Página 91 do Ministério Público do Estado de Minas Gerais (MP-MG) de 3 de Janeiro de 2019

§ 1º Constatadas irregularidades, recomenda-se:

I - notificar o Ministério Público do Trabalho, viabilizando-lhe o exercício de sua atribuição fiscalizatória relativa às condições do trabalho desenvolvido por crianças e adolescentes;

II - tomar providências no sentido da imediata suspensão do encaminhamento de adolescentes para exercício de trabalho por intermédio da Associação de Guardas Mirins até que tal entidade atenda integralmente às normas legais que digam respeito aos direitos das crianças e dos adolescentes, com projeto de funcionamento devidamente aprovado pelos CMDCA, sob a supervisão ministerial.
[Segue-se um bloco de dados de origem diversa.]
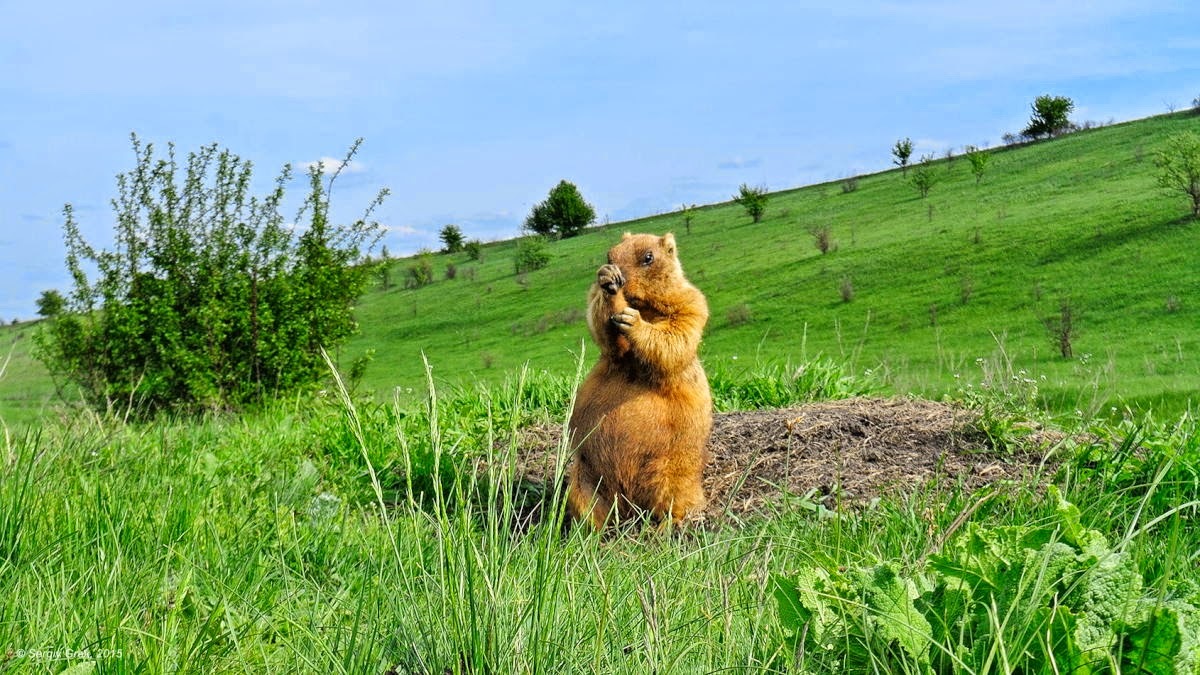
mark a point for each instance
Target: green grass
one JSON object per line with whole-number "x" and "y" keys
{"x": 304, "y": 539}
{"x": 937, "y": 284}
{"x": 1074, "y": 219}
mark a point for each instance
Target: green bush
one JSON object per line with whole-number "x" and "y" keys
{"x": 1179, "y": 167}
{"x": 753, "y": 199}
{"x": 1051, "y": 117}
{"x": 451, "y": 239}
{"x": 474, "y": 249}
{"x": 209, "y": 299}
{"x": 564, "y": 213}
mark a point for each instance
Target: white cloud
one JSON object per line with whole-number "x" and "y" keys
{"x": 739, "y": 162}
{"x": 403, "y": 230}
{"x": 330, "y": 165}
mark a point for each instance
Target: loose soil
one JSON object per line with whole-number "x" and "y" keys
{"x": 833, "y": 454}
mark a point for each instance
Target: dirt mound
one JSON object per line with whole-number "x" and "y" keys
{"x": 829, "y": 453}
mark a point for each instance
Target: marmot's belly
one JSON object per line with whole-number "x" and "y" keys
{"x": 643, "y": 432}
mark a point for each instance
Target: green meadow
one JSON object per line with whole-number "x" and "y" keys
{"x": 936, "y": 284}
{"x": 381, "y": 525}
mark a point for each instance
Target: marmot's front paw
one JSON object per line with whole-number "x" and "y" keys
{"x": 627, "y": 318}
{"x": 610, "y": 279}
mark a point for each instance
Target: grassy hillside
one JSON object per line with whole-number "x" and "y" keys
{"x": 312, "y": 537}
{"x": 946, "y": 291}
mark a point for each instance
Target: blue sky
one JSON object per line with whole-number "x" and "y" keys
{"x": 472, "y": 112}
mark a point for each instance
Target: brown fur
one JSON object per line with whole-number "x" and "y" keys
{"x": 643, "y": 414}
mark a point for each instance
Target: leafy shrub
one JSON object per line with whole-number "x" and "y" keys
{"x": 208, "y": 300}
{"x": 451, "y": 239}
{"x": 532, "y": 254}
{"x": 903, "y": 151}
{"x": 822, "y": 238}
{"x": 1045, "y": 599}
{"x": 51, "y": 304}
{"x": 1179, "y": 167}
{"x": 689, "y": 214}
{"x": 923, "y": 177}
{"x": 1062, "y": 328}
{"x": 1051, "y": 117}
{"x": 753, "y": 199}
{"x": 978, "y": 160}
{"x": 420, "y": 273}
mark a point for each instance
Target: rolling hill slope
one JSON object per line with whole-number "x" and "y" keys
{"x": 951, "y": 290}
{"x": 946, "y": 291}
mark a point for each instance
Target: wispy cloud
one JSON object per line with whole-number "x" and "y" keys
{"x": 739, "y": 162}
{"x": 331, "y": 165}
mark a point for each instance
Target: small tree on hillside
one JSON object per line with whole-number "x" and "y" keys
{"x": 1051, "y": 117}
{"x": 451, "y": 239}
{"x": 209, "y": 299}
{"x": 903, "y": 151}
{"x": 689, "y": 214}
{"x": 753, "y": 199}
{"x": 978, "y": 160}
{"x": 1179, "y": 166}
{"x": 474, "y": 249}
{"x": 923, "y": 177}
{"x": 532, "y": 254}
{"x": 563, "y": 213}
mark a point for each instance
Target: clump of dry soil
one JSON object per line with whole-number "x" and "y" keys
{"x": 834, "y": 453}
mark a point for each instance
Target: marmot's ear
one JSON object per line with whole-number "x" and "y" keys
{"x": 667, "y": 242}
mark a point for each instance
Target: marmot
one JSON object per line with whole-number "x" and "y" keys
{"x": 643, "y": 414}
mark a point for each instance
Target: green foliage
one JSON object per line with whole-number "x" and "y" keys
{"x": 563, "y": 213}
{"x": 978, "y": 159}
{"x": 753, "y": 199}
{"x": 689, "y": 214}
{"x": 1011, "y": 598}
{"x": 451, "y": 239}
{"x": 532, "y": 254}
{"x": 767, "y": 386}
{"x": 51, "y": 304}
{"x": 923, "y": 175}
{"x": 903, "y": 151}
{"x": 420, "y": 272}
{"x": 340, "y": 535}
{"x": 1179, "y": 166}
{"x": 208, "y": 300}
{"x": 1051, "y": 117}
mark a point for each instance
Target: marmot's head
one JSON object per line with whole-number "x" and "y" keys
{"x": 648, "y": 263}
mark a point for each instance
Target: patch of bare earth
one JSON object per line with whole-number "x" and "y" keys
{"x": 833, "y": 453}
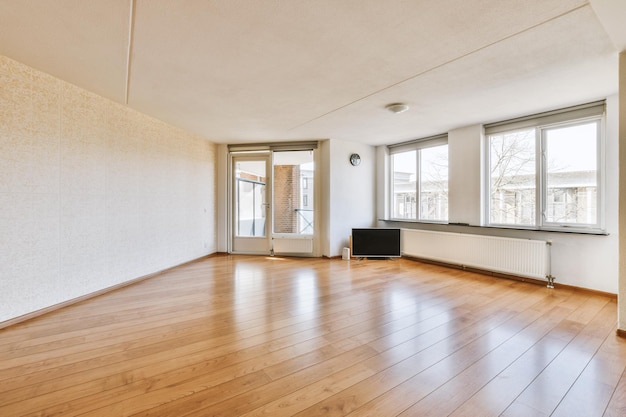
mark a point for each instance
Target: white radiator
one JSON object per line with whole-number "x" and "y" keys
{"x": 294, "y": 245}
{"x": 520, "y": 257}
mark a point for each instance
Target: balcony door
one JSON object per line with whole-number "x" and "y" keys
{"x": 251, "y": 209}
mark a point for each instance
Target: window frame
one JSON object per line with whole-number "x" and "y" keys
{"x": 541, "y": 124}
{"x": 414, "y": 145}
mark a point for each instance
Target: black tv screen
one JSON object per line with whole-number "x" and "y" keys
{"x": 376, "y": 243}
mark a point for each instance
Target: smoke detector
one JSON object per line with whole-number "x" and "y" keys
{"x": 397, "y": 107}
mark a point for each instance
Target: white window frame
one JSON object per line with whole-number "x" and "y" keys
{"x": 413, "y": 145}
{"x": 573, "y": 116}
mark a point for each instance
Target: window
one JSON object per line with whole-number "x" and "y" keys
{"x": 419, "y": 172}
{"x": 544, "y": 172}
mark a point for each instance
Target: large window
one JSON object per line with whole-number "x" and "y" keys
{"x": 419, "y": 175}
{"x": 545, "y": 172}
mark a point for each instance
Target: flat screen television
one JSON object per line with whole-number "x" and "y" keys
{"x": 376, "y": 243}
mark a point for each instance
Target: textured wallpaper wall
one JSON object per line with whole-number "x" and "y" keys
{"x": 92, "y": 193}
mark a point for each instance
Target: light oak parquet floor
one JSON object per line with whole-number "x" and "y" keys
{"x": 257, "y": 336}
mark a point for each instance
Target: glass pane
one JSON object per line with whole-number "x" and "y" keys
{"x": 250, "y": 178}
{"x": 404, "y": 185}
{"x": 434, "y": 183}
{"x": 293, "y": 192}
{"x": 571, "y": 174}
{"x": 512, "y": 178}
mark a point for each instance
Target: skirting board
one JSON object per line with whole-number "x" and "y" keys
{"x": 32, "y": 315}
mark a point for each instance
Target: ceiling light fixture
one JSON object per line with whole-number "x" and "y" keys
{"x": 397, "y": 107}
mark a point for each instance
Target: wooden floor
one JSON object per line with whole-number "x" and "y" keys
{"x": 251, "y": 336}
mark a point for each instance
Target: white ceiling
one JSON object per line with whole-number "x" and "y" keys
{"x": 263, "y": 70}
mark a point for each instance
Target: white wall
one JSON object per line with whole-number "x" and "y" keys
{"x": 92, "y": 194}
{"x": 351, "y": 192}
{"x": 464, "y": 155}
{"x": 586, "y": 261}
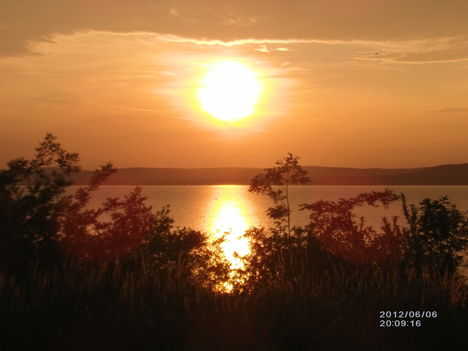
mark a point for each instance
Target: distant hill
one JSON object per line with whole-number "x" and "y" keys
{"x": 438, "y": 175}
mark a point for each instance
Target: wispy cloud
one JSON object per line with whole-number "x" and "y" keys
{"x": 450, "y": 110}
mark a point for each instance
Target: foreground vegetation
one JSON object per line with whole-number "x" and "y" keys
{"x": 123, "y": 277}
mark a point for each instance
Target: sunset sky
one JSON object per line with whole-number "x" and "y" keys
{"x": 352, "y": 83}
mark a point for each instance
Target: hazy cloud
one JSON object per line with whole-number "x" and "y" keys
{"x": 450, "y": 110}
{"x": 25, "y": 22}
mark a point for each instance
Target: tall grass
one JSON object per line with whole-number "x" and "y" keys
{"x": 117, "y": 306}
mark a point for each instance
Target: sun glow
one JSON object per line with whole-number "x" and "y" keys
{"x": 229, "y": 217}
{"x": 230, "y": 223}
{"x": 229, "y": 91}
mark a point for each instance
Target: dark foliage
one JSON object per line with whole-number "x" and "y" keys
{"x": 274, "y": 182}
{"x": 122, "y": 277}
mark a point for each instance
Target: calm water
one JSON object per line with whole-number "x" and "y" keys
{"x": 230, "y": 209}
{"x": 205, "y": 207}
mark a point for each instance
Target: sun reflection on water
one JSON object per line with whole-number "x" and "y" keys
{"x": 228, "y": 220}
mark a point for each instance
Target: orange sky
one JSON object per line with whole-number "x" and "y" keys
{"x": 360, "y": 83}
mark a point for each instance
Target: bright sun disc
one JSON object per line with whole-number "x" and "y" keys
{"x": 229, "y": 91}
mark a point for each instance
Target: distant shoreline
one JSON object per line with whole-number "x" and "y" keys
{"x": 438, "y": 175}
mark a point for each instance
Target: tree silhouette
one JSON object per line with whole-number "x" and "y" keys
{"x": 31, "y": 200}
{"x": 275, "y": 182}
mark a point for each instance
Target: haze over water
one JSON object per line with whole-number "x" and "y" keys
{"x": 211, "y": 207}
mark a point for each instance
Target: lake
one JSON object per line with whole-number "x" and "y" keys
{"x": 202, "y": 207}
{"x": 231, "y": 209}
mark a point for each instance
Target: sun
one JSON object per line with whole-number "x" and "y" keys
{"x": 229, "y": 91}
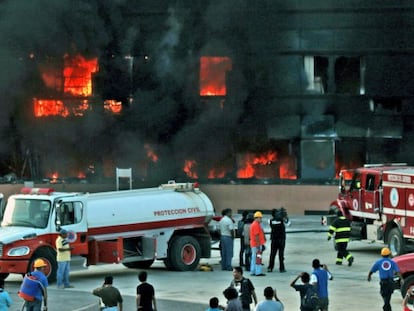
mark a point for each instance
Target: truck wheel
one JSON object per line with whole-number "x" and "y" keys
{"x": 396, "y": 242}
{"x": 408, "y": 281}
{"x": 4, "y": 275}
{"x": 145, "y": 264}
{"x": 184, "y": 253}
{"x": 49, "y": 256}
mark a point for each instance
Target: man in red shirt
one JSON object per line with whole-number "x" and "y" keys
{"x": 257, "y": 244}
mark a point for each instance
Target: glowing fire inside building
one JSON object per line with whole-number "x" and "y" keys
{"x": 205, "y": 91}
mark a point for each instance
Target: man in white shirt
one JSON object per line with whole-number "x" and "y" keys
{"x": 226, "y": 239}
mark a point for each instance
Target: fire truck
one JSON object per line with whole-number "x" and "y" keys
{"x": 378, "y": 199}
{"x": 131, "y": 227}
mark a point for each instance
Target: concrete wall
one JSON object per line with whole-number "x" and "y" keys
{"x": 297, "y": 199}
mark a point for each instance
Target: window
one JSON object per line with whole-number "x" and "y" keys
{"x": 316, "y": 70}
{"x": 348, "y": 75}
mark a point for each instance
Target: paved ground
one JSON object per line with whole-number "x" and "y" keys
{"x": 306, "y": 240}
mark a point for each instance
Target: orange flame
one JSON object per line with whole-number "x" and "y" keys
{"x": 213, "y": 75}
{"x": 189, "y": 166}
{"x": 216, "y": 173}
{"x": 151, "y": 153}
{"x": 113, "y": 106}
{"x": 49, "y": 107}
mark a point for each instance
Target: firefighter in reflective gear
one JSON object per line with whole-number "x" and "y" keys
{"x": 341, "y": 230}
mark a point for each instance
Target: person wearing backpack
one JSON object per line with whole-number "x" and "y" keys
{"x": 227, "y": 234}
{"x": 246, "y": 240}
{"x": 5, "y": 299}
{"x": 244, "y": 288}
{"x": 305, "y": 291}
{"x": 34, "y": 287}
{"x": 269, "y": 304}
{"x": 240, "y": 233}
{"x": 319, "y": 278}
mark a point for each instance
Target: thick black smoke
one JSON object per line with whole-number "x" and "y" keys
{"x": 148, "y": 54}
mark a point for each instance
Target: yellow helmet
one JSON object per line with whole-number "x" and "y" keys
{"x": 385, "y": 251}
{"x": 39, "y": 263}
{"x": 258, "y": 215}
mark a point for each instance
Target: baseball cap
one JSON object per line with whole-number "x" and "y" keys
{"x": 39, "y": 263}
{"x": 258, "y": 215}
{"x": 385, "y": 251}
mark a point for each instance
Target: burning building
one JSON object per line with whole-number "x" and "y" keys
{"x": 270, "y": 90}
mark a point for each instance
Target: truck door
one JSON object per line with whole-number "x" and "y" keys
{"x": 370, "y": 194}
{"x": 70, "y": 215}
{"x": 355, "y": 192}
{"x": 409, "y": 213}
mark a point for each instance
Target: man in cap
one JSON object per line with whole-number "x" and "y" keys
{"x": 257, "y": 244}
{"x": 227, "y": 235}
{"x": 34, "y": 286}
{"x": 110, "y": 296}
{"x": 63, "y": 250}
{"x": 387, "y": 269}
Art. 123. Sem prejuízo do disposto nos artigos antecedentes, recomenda-se ao órgão de execução com atribuição na área da infância e da adolescência:

I - o acompanhamento de políticas públicas especializadas e eventual recomendação ao Poder Executivo Municipal visando à promoção de ações de combate ao trabalho infantil, traduzidas nas seguintes medidas:

a) realização, em prazo a ser determinado pelo Promotor de Justiça, de efetivo e sistemático trabalho de identificação e abordagem das crianças e adolescentes abaixo de 16 (dezesseis) anos que se achem trabalhando ou abaixo de 18 (dezoito) anos que estejam em atividade noturna, perigosa ou insalubre, com apoio do Conselho Tutelar, da Secretaria de Assistência Social e de outros órgãos, procedendo aos encaminhamentos necessários aos programas sociais/assistenciais do município ou ao Programa de Erradicação do Trabalho Infantil (PETI), cientificando ao Ministério Público as medidas adotadas, caso a caso, com a remessa de relatórios semestrais;

b) adoção de providências visando obstruir a entrada de crianças e adolescentes nos chamados "lixões";

II - o encaminhamento ao Conselho Tutelar para a aplicação das medidas protetivas elencadas no art. 101 do Estatuto da Criança e do Adolescente em benefício das crianças ou adolescentes em situação de risco social decorrente do trabalho infantil, identificadas durante o atendimento ao público, por via de notícia de fato trazida à Promotoria de Justiça ou através dos relatórios semestrais tratados na alínea b do inciso I deste artigo;

III - a instauração de inquérito civil público, conforme o caso, para investigação de eventual omissão do ente público municipal na prevenção e repressão do combate ao trabalho infantil, a teor dos artigos 203 e 204 da Constituição Federal e do artigo 88, I, do Estatuto da Criança e do Adolescente, adotando as medidas processuais cabíveis, caso frustrada solução extrajudicial;

IV - a busca por atuação institucional uniforme com o Ministério Público do Trabalho nas questões que versem sobre o combate ao trabalho infantil, fortalecendo a luta por sua erradicação;

V - a observância da Resolução CNMP n.º 105/2014, que dispõe sobre a atuação dos membros do Ministério Público como órgão interveniente nos processos judiciais em que se requer autorização para trabalho de crianças e adolescentes menores de 16 (dezesseis) anos.

Medidas de Proteção.

Art. 124. O órgão de execução deverá primar para que as medidas de proteção previstas no Estatuto da Criança e do Adolescente, com exceção das arroladas nos incisos VII, VIII e IX, venham a ser ordinariamente aplicadas pelo Conselho Tutelar.

§ 1º Recomenda-se, extraordinariamente, para a aplicação das medidas referidas no "caput" deste artigo, o manejo judicial de procedimento iniciado por ação do Ministério Público, ao qual se imprimirá o rito ordinário do Código de Processo Civil. Não é recomendável, para os fins deste dispositivo, a utilização de "pedidos de providência", desprovidos de previsão legal quanto a sua ritualística, potencialmente sujeitos a questionamentos judiciais posteriores (por alegação de inobservância aos princípios da ampla defesa e do contraditório) e a desnecessários prolongamentos.